Re: [PATCH] mm: fix hanging shrinker management on long do_shrink_slab

From: Michal Hocko
Date: Wed Dec 04 2019 - 03:35:20 EST


On Sat 30-11-19 00:45:41, Pavel Tikhomirov wrote:
> We have a problem that shrinker_rwsem can be held for a long time for
> read in shrink_slab, at the same time any process which is trying to
> manage shrinkers hangs.
>
> The shrinker_rwsem is taken in shrink_slab while traversing shrinker_list.
> It tries to shrink something on nfs (hard) but nfs server is dead at
> these moment already and rpc will never succeed. Generally any shrinker
> can take significant time to do_shrink_slab, so it's a bad idea to hold
> the list lock here.

Yes, this is a known problem and people have already tried to address it
in the past.

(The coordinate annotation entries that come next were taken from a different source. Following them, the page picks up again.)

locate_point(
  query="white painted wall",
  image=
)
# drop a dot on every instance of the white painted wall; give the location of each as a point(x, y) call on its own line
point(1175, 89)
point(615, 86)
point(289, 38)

Have you checked previous attempts? SRCU based one
http://lkml.kernel.org/r/153365347929.19074.12509495712735843805.stgit@xxxxxxxxxxxxxxxxxxxxx
but I believe there were others (I only had this one in my notes).
Please make sure to Cc Dave Chinner when posting a next version because
he had some concerns about the change of the behavior.

> We have a similar problem in shrink_slab_memcg, except that we are
> traversing shrinker_map+shrinker_idr there.
>
> The idea of the patch is to inc a refcount to the chosen shrinker so it
> won't disappear and release shrinker_rwsem while we are in
> do_shrink_slab, after that we will reacquire shrinker_rwsem, dec
> the refcount and continue the traversal.

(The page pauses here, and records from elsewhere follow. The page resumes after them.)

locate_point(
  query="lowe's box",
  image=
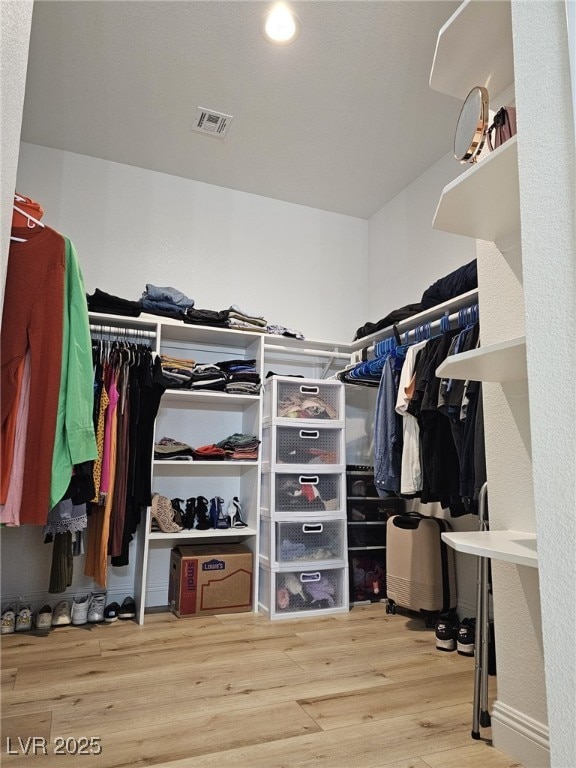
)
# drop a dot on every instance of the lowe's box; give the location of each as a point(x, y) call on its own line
point(209, 579)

The reference count part makes sense to me. RCU role needs a better
explanation. Also do you have any reason to not use completion for
the final step? Openconding essentially the same concept sounds a bit
awkward to me.

> We also need a wait_queue so that unregister_shrinker can wait for the
> refcnt to become zero. Only after these we can safely remove the
> shrinker from list and idr, and free the shrinker.
[...]
> crash> bt ...
> PID: 18739 TASK: ... CPU: 3 COMMAND: "bash"
> #0 [...] __schedule at ...
> #1 [...] schedule at ...
> #2 [...] rpc_wait_bit_killable at ... [sunrpc]
> #3 [...] __wait_on_bit at ...
> #4 [...] out_of_line_wait_on_bit at ...
> #5 [...] _nfs4_proc_delegreturn at ... [nfsv4]
> #6 [...] nfs4_proc_delegreturn at ... [nfsv4]
> #7 [...] nfs_do_return_delegation at ... [nfsv4]
> #8 [...] nfs4_evict_inode at ... [nfsv4]
> #9 [...] evict at ...
> #10 [...] dispose_list at ...
> #11 [...] prune_icache_sb at ...
> #12 [...] super_cache_scan at ...
> #13 [...] do_shrink_slab at ...

Are NFS people aware of this? Because this is simply not acceptable
behavior. Memory reclaim cannot be block indefinitely or for a long
time. There must be a way to simply give up if the underlying inode
cannot be reclaimed.

I still have to think about the proposed solution. It sounds a bit over
complicated to me.
--
Michal Hocko
SUSE Labs